Wer in dieser Situation eine Firma wie Rheinmetall Defence fördert, macht sich mit einem exportorientierten Kriegswaffenhersteller gemein, fördert demnach die globale Aufrüstung und verstrickt sich indirekt in genau die Konflikte, wo RDEs Hightechwaffen zum Einsatz kommen (Leopard2-Panzer mit RDE-Sensorik an die türkische Armee, an Saudi-Arabien…). Und zwar: Zwangsläufig und wohl kalkuliert.
Nochmal Kristina Vogt: „Wenn RDE tödliche Waffen auch an verbrecherische Regimes liefert, zucken Sie nur die Schultern, es gäbe „keine Informationen“, sagen Sie. Und nicht nur das: Weil Sie sich mit der Rüstungslobby gut stellen wollen, schanzen Sie dem Waffenproduzenten Subventionen in Millionenhöhe zu. Wohlgemerkt als sogenanntes Haushaltsnotlageland, das die Gelder garantiert besser hätte nutzen können“.
Zum ersten Mal wurde mit dieser Anfrage auch ein Rüstungsprojekt an der Hochschule Bremen thematisiert. Während die OHB-Stiftungsprofessur an der Universität hohe Wellen schlug, konnten sich Firmen wie Rheinmetall oder Atlas Elektronik hier relativ unbehelligt erheblichen Einfluss auf die Gestaltung von Lehrveranstaltungen und Forschung erarbeiten.
Wo die OHB-Professur noch insofern ‚unverdächtig‘ erscheinen könnte, als das Berufungsverfahren und die Bezahlung laut Universitätsleitung jeder anderen Professur entspricht, ist das an der Hochschule anders: Hier schickt RDE einen Ingenieur, der weiter hauptamtlich bei RDE beschäftigt ist, für ein paar Stunden die Woche an die Hochschule. „Lehrauftrag in privater Nebentätigkeit“ heißt dieser direkte Draht von RDE zur Hochschule im Senatssprech (Antwort 25).

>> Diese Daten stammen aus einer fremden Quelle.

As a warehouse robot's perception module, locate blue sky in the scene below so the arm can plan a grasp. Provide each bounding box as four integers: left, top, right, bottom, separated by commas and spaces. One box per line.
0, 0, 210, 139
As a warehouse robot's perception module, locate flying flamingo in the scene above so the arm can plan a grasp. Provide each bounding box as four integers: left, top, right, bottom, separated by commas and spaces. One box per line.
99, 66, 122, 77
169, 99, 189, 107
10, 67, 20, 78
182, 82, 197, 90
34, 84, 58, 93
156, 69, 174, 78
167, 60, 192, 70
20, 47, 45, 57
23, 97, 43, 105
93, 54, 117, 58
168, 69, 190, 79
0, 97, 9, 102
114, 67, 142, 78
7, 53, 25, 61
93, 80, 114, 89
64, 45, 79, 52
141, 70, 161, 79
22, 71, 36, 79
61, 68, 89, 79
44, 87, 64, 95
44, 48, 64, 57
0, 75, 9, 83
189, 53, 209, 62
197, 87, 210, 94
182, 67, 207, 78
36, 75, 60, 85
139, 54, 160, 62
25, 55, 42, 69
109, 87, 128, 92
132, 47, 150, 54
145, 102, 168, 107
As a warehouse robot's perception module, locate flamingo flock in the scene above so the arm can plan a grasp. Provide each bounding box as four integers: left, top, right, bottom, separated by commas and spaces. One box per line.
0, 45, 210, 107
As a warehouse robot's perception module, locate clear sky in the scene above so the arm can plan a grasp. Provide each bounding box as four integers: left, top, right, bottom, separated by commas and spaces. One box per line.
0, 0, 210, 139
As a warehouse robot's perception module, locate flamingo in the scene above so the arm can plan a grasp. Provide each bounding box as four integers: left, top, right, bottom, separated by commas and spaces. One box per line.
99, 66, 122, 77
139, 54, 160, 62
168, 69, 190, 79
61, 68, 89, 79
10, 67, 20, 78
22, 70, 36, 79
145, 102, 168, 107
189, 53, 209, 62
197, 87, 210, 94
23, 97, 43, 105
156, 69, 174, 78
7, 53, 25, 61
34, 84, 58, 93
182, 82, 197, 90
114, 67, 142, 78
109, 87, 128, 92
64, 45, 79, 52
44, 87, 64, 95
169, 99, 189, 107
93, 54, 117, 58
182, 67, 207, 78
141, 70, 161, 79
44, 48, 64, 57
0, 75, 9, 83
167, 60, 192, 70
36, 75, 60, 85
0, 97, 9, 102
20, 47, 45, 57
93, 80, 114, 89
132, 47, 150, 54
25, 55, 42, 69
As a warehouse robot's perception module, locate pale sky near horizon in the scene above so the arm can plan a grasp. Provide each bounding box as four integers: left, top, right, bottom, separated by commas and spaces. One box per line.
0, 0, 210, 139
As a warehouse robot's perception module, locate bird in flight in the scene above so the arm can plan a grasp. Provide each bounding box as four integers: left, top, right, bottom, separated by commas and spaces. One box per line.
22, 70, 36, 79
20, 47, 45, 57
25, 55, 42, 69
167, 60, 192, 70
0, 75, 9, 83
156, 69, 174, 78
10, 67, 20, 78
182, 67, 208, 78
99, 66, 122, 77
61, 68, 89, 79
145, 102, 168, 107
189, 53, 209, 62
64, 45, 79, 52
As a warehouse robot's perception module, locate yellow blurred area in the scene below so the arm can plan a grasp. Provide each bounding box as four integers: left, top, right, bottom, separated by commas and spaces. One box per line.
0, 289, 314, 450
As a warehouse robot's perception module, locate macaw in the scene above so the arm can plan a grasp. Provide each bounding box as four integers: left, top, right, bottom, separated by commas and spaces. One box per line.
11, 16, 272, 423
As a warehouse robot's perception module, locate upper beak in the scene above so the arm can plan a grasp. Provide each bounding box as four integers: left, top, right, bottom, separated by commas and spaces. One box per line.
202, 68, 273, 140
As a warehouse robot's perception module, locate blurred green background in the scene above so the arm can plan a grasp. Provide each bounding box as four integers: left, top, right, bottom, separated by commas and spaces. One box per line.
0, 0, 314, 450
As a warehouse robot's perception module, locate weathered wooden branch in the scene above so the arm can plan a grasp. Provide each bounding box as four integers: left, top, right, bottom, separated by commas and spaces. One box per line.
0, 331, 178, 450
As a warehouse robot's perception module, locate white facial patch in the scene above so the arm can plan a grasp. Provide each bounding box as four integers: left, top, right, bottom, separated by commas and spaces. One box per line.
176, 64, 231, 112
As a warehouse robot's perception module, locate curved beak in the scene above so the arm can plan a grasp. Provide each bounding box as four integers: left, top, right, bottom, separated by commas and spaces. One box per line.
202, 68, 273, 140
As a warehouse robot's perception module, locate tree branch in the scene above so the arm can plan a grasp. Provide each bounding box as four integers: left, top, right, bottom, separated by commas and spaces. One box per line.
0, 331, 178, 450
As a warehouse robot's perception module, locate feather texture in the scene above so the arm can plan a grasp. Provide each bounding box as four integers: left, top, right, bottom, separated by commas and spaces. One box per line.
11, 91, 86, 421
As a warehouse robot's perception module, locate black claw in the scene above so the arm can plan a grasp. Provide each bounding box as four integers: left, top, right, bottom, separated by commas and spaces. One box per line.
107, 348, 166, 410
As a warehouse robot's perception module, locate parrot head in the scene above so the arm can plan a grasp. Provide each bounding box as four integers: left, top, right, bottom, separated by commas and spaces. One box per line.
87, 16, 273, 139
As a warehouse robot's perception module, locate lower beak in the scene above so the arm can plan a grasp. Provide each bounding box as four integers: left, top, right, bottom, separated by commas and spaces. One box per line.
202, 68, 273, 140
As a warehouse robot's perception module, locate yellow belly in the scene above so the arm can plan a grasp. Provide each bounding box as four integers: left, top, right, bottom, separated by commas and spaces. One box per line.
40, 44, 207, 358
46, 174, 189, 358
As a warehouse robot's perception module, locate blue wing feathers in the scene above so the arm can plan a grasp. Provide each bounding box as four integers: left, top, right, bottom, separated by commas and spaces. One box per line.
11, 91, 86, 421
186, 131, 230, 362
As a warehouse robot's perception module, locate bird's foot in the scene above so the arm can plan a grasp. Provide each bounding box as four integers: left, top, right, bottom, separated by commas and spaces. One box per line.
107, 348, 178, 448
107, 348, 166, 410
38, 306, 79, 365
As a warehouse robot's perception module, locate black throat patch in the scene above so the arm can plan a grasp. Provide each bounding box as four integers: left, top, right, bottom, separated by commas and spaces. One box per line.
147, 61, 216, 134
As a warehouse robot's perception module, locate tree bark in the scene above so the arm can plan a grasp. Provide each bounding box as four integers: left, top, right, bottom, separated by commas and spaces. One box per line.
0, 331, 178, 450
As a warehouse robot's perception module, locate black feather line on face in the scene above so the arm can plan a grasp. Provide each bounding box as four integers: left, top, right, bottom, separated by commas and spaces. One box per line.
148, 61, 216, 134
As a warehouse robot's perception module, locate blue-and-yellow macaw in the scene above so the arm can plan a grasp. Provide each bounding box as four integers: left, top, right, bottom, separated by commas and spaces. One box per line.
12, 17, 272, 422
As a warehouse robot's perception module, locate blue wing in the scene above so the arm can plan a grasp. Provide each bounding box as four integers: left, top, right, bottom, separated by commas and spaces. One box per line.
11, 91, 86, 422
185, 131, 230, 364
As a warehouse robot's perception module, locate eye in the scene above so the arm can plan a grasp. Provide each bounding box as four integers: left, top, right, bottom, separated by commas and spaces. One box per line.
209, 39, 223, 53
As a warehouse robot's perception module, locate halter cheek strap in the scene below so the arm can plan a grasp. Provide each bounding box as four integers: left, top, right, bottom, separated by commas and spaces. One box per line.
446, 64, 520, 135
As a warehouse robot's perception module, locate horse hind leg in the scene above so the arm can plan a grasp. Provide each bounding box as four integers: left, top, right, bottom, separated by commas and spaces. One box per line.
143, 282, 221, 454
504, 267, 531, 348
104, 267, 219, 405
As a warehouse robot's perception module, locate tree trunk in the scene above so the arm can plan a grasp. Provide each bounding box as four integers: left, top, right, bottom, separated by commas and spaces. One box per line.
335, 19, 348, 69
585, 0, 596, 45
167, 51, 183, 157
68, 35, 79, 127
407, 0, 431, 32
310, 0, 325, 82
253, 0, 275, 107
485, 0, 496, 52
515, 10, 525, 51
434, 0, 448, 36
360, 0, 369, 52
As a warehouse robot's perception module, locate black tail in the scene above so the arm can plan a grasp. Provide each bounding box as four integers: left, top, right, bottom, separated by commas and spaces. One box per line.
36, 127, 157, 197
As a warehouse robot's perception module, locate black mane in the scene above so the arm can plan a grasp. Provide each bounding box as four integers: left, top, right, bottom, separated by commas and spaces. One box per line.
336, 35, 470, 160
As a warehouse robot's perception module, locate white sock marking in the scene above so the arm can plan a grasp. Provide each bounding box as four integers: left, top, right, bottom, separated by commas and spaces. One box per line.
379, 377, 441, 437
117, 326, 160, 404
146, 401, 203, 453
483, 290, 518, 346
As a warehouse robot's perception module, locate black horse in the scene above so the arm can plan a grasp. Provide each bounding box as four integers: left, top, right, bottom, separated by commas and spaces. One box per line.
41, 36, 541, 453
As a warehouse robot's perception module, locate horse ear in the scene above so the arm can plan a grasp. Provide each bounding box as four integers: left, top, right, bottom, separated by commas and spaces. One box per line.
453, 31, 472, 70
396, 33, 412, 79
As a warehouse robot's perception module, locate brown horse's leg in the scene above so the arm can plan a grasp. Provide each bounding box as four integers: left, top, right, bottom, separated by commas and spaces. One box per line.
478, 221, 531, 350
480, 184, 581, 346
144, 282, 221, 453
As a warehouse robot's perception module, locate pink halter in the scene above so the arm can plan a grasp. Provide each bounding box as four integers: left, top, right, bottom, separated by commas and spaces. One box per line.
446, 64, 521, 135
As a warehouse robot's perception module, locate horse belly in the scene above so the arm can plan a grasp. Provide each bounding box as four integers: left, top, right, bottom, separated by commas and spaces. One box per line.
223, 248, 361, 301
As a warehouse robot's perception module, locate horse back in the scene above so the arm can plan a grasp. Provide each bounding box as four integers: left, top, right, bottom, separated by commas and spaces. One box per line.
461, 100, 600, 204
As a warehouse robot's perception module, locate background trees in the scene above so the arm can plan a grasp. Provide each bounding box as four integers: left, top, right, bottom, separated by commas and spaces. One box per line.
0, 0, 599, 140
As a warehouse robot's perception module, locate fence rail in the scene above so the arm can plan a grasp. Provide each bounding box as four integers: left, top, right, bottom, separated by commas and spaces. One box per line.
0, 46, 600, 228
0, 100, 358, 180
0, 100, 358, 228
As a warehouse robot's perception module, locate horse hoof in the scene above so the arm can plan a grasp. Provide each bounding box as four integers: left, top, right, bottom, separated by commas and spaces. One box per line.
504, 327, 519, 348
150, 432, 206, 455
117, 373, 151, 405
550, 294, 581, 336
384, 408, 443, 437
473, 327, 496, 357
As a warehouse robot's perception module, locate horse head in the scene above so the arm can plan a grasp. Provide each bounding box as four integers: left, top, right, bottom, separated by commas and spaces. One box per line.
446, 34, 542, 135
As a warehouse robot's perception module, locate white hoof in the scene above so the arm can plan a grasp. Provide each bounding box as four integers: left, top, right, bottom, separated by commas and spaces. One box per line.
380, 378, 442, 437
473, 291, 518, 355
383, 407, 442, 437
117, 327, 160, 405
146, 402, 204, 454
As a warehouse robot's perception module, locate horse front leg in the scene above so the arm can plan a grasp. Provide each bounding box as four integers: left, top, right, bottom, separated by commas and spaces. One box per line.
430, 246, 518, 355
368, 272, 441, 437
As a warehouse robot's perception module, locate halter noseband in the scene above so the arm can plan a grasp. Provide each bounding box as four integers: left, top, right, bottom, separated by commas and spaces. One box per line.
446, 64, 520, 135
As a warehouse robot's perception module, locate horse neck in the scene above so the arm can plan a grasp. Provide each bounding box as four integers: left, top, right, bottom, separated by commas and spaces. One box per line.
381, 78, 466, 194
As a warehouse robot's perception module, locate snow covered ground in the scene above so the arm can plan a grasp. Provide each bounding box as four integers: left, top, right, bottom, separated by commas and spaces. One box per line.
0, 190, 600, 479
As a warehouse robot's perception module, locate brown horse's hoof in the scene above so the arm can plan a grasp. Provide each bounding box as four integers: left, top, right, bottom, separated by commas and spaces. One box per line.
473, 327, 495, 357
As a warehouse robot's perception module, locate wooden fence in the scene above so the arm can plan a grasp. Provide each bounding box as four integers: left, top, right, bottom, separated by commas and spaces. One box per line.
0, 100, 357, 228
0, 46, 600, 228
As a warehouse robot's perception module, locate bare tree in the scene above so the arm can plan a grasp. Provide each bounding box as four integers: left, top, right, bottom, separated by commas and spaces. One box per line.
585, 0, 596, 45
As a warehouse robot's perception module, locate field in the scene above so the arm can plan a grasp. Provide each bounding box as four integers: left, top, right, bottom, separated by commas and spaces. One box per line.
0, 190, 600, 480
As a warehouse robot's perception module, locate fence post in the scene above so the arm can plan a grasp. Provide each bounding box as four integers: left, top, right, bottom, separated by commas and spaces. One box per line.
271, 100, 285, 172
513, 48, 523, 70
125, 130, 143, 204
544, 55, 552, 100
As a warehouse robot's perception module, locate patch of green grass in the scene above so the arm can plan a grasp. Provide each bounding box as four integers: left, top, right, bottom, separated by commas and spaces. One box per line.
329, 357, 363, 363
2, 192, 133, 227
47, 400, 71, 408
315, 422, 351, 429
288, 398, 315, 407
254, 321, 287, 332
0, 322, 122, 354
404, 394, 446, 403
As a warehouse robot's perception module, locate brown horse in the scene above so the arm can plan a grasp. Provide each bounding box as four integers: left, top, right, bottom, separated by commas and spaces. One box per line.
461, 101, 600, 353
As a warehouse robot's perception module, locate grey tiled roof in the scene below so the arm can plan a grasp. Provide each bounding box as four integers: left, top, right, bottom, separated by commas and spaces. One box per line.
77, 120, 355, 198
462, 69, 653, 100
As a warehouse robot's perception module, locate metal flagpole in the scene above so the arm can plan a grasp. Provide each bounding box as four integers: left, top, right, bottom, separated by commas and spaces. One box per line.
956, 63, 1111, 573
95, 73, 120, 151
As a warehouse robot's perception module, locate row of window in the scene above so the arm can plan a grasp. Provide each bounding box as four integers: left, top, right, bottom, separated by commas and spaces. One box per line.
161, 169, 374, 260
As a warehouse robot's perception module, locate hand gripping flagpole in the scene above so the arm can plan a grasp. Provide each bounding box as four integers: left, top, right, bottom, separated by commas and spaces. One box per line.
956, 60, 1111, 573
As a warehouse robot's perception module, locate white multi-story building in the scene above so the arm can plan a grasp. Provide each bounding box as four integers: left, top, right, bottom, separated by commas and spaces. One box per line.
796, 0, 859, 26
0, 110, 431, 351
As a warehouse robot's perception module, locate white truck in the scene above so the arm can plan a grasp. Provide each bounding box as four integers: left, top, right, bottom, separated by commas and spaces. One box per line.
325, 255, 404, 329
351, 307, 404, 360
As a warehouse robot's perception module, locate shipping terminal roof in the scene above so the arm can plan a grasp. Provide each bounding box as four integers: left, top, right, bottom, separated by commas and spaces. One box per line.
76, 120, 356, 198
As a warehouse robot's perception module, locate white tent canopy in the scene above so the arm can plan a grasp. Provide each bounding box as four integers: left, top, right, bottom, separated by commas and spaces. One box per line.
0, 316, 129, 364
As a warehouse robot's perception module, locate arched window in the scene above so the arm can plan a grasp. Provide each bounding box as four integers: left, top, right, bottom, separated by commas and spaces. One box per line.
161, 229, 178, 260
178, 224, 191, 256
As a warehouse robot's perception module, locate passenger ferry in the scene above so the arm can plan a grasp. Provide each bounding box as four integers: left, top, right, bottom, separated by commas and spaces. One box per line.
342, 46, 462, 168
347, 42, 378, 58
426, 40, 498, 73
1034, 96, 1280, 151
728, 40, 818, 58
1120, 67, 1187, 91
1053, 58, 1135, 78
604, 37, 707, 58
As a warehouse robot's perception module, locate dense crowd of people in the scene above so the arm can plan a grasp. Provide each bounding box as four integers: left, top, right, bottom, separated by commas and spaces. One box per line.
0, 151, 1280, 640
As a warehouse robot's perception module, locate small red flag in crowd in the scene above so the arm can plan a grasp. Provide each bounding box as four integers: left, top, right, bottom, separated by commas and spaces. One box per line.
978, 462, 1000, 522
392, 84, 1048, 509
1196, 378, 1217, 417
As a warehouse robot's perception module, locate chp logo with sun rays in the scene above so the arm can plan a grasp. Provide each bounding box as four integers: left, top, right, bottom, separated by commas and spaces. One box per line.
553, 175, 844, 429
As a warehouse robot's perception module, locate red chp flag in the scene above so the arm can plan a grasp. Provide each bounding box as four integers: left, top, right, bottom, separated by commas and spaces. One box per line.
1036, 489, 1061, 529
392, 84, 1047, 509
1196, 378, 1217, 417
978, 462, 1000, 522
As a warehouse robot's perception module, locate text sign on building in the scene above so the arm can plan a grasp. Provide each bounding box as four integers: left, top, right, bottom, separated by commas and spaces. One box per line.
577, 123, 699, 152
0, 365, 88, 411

„Privat“ ist allerdings ein Euphemismus: Es besteht gleich eine doppelte materialle Abhängigkeit zwischen Hochschule und RDE. Die Hochschule kann sich über diese Kooperation eine günstige Lehrkraft in den Hörsaal holen, auf Grundlage des runtergesparten Bremer Wissenschaftshaushalts macht das für das Rektorat durchaus Sinn. RDE kann über den direkten Zugriff auf ihren Angestellten sicherstellen, dass im Studiengang Dinge unterrichtet werden, die später einschlägig verwertbar sind.
Solche Verquickungen von Privatwirtschaft und Hochschulen müssen weg, nicht nur, aber vor allem, wenn die Rüstungsindustrie damit ihren Fuß in die Tür kriegt. DIE LINKE fordert deshalb eine klare und zum Ausschluss von Rüstungsforschung an öffentlichen Hochschulen (die ja immer eine indirekte Subventionierung dieser Firmen darstellt) hinreichende Ergänzung des Hochschulgesetzes. Eine Zivilklausel, die ihren Namen verdient.